Transform coding is a type of data compression for "natural" data like audio signals or photographic images. The transformation is typically lossless (perfectly reversible) on its own but is used to enable better (more targeted) quantization, which then results in a lower quality copy of the original input (lossy compression).
In transform coding, knowledge of the application is used to choose information to discard, thereby lowering its bandwidth. The remaining information can then be compressed via a variety of methods. When the output is decoded, the result may not be identical to the original input, but is expected to be close enough for the purpose of the application.
One of the most successful transform encoding system is typically not referred to as such—the example being NTSC color television. After an extensive series of studies in the 1950s, Alda Bedford showed that the human eye has high resolution only for black and white, somewhat less for "mid-range" colors like yellows and greens, and much less for colors on the end of the spectrum, reds and blues.

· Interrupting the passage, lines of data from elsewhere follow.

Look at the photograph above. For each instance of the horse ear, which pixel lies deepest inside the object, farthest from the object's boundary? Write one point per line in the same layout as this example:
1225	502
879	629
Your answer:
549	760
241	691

Using this knowledge allowed RCA to develop a system in which they discarded most of the blue signal after it comes from the camera, keeping most of the green and only some of the red; this is chroma subsampling in the YIQ color space.
The result is a signal with considerably less content, one that would fit within existing 6 MHz black-and-white signals as a phase modulated differential signal. The average TV displays the equivalent of 350 pixels on a line, but the TV signal contains enough information for only about 50 pixels of blue and perhaps 150 of red. This is not apparent to the viewer in most cases, as the eye makes little use of the "missing" information anyway.
The PAL and SECAM systems use nearly identical or very similar methods to transmit colour. In any case both systems are subsampled.
The term is much more commonly used in digital media and digital signal processing. The most widely used transform coding technique in this regard is the discrete cosine transform (DCT), proposed by Nasir Ahmed in 1972, and presented by Ahmed with T. Natarajan and K. R. Rao in 1974. This DCT, in the context of the family of discrete cosine transforms, is the DCT-II. It is the basis for the common JPEG image compression standard, which examines small blocks of the image and transforms them to the frequency domain for more efficient quantization (lossy) and data compression. In video coding, the H.26x and MPEG standards modify this DCT image compression technique across frames in a motion image using motion compensation, further reducing the size compared to a series of JPEGs.
In audio coding, MPEG audio compression analyzes the transformed data according to a psychoacoustic model that describes the human ear's sensitivity to parts of the signal, similar to the TV model. MP3 uses a hybrid coding algorithm, combining the modified discrete cosine transform (MDCT) and fast Fourier transform (FFT). It was succeeded by Advanced Audio Coding (AAC), which uses a pure MDCT algorithm to significantly improve compression efficiency.